C’eſt le propre de la bonne chere de concilier les eſprits, de faire naître de la familiarité & de l’ouverture de cœur entre les convives, & la chaleur du vin fait ſouvent découvrir des ſecrets importans.

Il y a diverſes autres fonctions attachées à l’emploi du Miniſtre Public, comme ſont celles de donner part au Prince ou à l’Etat où il ſe trouve des ſujets de joye ou de triſteſſe qui arrivent au Prince qu’il repreſente, & celle de faire des complimens de conjouïſſance, & de condoleance en pareil cas au Prince à qui on eſt envoyé.

Un Negociateur qui ſait ſon mêtier eſt toûjours des premiers à ſatiſfaire à cette civilité, & il le fait en des termes qui perſuadent que ſon Maître s’intereſſe veritablement à tout ce qui arrive au Prince auprès duquel il ſe trouve ; il doit prévenir en cela les ordres de ſon Maître, & témoigner qu’il eſt ſi bien inſtruit de ſes intentions, qu’il peut l’en aſſûrer par avance ſur chaque évenement heureux ou malheureux, en attendant qu’il ai reçû l’ordre de les lui expliquer plus particulierement.

Les fonctions du Miniſtre public ceſſent par la mort du Prince qui l’a envoyé, ou par celle du Prince à qui on l’envoye, juſqu’à ce qu’il ait de nouvelles lettres de creance.

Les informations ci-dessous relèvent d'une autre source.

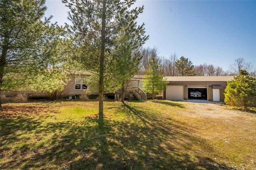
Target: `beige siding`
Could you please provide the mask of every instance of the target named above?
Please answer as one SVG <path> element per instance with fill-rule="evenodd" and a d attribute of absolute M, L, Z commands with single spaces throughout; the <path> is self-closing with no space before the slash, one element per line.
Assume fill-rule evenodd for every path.
<path fill-rule="evenodd" d="M 166 86 L 166 99 L 168 100 L 184 100 L 184 88 L 183 85 Z"/>

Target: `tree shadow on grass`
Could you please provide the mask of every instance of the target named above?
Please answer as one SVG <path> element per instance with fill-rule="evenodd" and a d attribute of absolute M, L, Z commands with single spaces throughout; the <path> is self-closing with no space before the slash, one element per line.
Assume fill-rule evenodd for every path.
<path fill-rule="evenodd" d="M 188 125 L 153 110 L 125 107 L 125 120 L 113 119 L 117 112 L 105 115 L 104 132 L 98 128 L 96 115 L 80 122 L 5 117 L 1 133 L 3 140 L 9 142 L 1 143 L 1 158 L 8 160 L 1 169 L 232 169 L 202 155 L 206 150 L 215 154 L 214 148 L 193 135 Z M 26 135 L 18 136 L 16 132 L 19 130 Z M 17 142 L 22 144 L 14 147 Z"/>
<path fill-rule="evenodd" d="M 167 105 L 171 106 L 173 106 L 175 107 L 180 107 L 181 108 L 185 108 L 185 107 L 182 104 L 178 103 L 175 103 L 173 101 L 167 101 L 166 100 L 151 100 L 151 101 L 153 103 L 155 103 L 158 104 L 162 104 L 163 105 Z"/>

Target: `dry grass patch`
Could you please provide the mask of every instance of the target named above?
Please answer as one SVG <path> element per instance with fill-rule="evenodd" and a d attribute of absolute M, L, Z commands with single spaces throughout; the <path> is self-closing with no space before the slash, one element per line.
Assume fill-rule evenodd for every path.
<path fill-rule="evenodd" d="M 1 113 L 1 169 L 255 169 L 256 115 L 164 100 L 15 103 Z M 103 133 L 102 134 L 102 132 Z"/>

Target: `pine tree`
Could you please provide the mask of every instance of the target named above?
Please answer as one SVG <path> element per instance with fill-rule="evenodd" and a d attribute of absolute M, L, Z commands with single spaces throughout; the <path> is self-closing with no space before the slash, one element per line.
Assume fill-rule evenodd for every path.
<path fill-rule="evenodd" d="M 154 55 L 149 61 L 148 68 L 143 80 L 143 89 L 146 92 L 152 94 L 154 100 L 154 95 L 164 90 L 168 82 L 163 80 L 164 75 L 162 74 L 158 60 Z"/>
<path fill-rule="evenodd" d="M 228 81 L 225 91 L 225 102 L 227 104 L 242 107 L 256 107 L 256 78 L 244 70 L 231 81 Z"/>
<path fill-rule="evenodd" d="M 175 62 L 175 67 L 177 68 L 178 74 L 181 76 L 194 75 L 194 71 L 193 71 L 194 65 L 188 59 L 181 56 L 179 59 Z"/>
<path fill-rule="evenodd" d="M 99 126 L 103 127 L 103 94 L 108 80 L 116 76 L 111 65 L 116 51 L 116 45 L 124 40 L 136 42 L 139 36 L 144 36 L 144 24 L 137 26 L 135 21 L 143 7 L 130 10 L 134 0 L 62 0 L 70 9 L 68 18 L 72 24 L 67 26 L 70 38 L 80 51 L 75 56 L 84 69 L 97 75 L 99 91 Z M 125 30 L 126 36 L 120 38 Z M 128 39 L 127 39 L 128 38 Z M 141 42 L 137 43 L 140 45 Z M 92 77 L 95 77 L 96 76 Z"/>
<path fill-rule="evenodd" d="M 0 87 L 16 89 L 48 67 L 58 32 L 42 21 L 45 0 L 0 1 Z M 0 107 L 1 103 L 0 102 Z"/>

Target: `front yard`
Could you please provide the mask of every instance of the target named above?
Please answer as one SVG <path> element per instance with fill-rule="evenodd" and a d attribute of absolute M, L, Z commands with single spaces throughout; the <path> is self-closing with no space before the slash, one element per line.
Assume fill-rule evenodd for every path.
<path fill-rule="evenodd" d="M 256 169 L 256 114 L 211 103 L 4 105 L 0 169 Z"/>

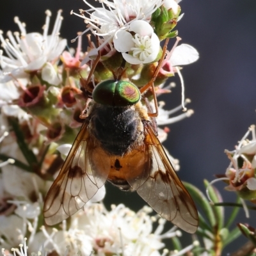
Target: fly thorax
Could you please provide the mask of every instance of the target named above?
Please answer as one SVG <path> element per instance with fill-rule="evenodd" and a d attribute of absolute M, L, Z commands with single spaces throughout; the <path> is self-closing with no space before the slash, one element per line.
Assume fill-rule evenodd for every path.
<path fill-rule="evenodd" d="M 134 106 L 96 104 L 90 122 L 90 132 L 106 151 L 122 156 L 143 142 L 143 125 Z"/>

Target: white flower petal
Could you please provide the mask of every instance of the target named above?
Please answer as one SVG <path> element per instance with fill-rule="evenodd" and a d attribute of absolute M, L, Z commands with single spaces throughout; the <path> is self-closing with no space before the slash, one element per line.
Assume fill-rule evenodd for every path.
<path fill-rule="evenodd" d="M 164 6 L 167 9 L 172 9 L 174 14 L 177 14 L 179 9 L 179 4 L 175 0 L 164 0 Z"/>
<path fill-rule="evenodd" d="M 97 202 L 101 201 L 105 197 L 106 188 L 105 186 L 102 186 L 97 191 L 96 194 L 90 199 L 90 202 L 92 203 L 95 203 Z"/>
<path fill-rule="evenodd" d="M 134 46 L 132 36 L 124 30 L 119 30 L 116 32 L 113 42 L 115 49 L 120 52 L 129 52 L 131 48 Z"/>
<path fill-rule="evenodd" d="M 34 204 L 26 204 L 18 205 L 15 212 L 21 218 L 35 219 L 40 215 L 41 210 L 39 204 L 36 202 Z"/>
<path fill-rule="evenodd" d="M 170 61 L 173 67 L 192 63 L 198 60 L 198 52 L 192 46 L 182 44 L 177 46 L 172 54 Z"/>
<path fill-rule="evenodd" d="M 143 62 L 144 64 L 153 62 L 157 58 L 160 50 L 160 41 L 158 36 L 153 33 L 151 36 L 151 49 L 152 53 Z"/>
<path fill-rule="evenodd" d="M 122 53 L 124 59 L 126 60 L 129 63 L 132 65 L 141 64 L 142 61 L 140 61 L 138 58 L 133 57 L 132 56 L 128 54 L 127 53 Z"/>
<path fill-rule="evenodd" d="M 249 143 L 243 146 L 237 152 L 239 154 L 256 154 L 256 141 L 251 141 Z"/>
<path fill-rule="evenodd" d="M 19 99 L 20 93 L 12 81 L 6 83 L 0 83 L 0 99 L 6 102 Z"/>
<path fill-rule="evenodd" d="M 256 179 L 250 178 L 247 180 L 247 188 L 250 190 L 256 190 Z"/>
<path fill-rule="evenodd" d="M 71 144 L 63 144 L 58 147 L 56 149 L 60 152 L 60 154 L 62 154 L 67 156 L 69 153 L 69 151 L 70 151 L 71 148 Z"/>
<path fill-rule="evenodd" d="M 252 161 L 252 167 L 255 169 L 256 168 L 256 156 L 253 156 L 253 159 Z"/>
<path fill-rule="evenodd" d="M 141 36 L 151 36 L 153 28 L 145 20 L 134 20 L 131 22 L 129 31 L 140 34 Z"/>
<path fill-rule="evenodd" d="M 25 67 L 25 70 L 33 71 L 40 69 L 46 63 L 47 60 L 47 58 L 45 56 L 41 56 L 30 62 L 29 64 Z"/>

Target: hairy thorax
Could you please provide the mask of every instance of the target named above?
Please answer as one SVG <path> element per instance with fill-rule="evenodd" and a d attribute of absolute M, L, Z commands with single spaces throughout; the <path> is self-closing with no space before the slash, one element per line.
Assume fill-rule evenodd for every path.
<path fill-rule="evenodd" d="M 111 107 L 96 103 L 90 109 L 90 132 L 107 152 L 123 156 L 143 143 L 143 116 L 134 106 Z"/>

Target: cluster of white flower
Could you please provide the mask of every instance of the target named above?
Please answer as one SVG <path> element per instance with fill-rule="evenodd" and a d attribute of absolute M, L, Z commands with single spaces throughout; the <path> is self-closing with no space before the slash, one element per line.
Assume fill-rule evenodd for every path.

Elles ceſſent auſſi lorſque ſon Prince l’a revoqué, ou qu’il ſurvient une declaration de guerre de la part de l’un des contre l’autre : mais les privileges attachez à ſon caractere par le droit des gens, ſubſiſtent toûjours nonobſtant la declaration de guerre & les autres cauſes de la ceſſation de ſes fonctions, juſqu’à ce qu’il ſoit de retour auprès de ſon Maître.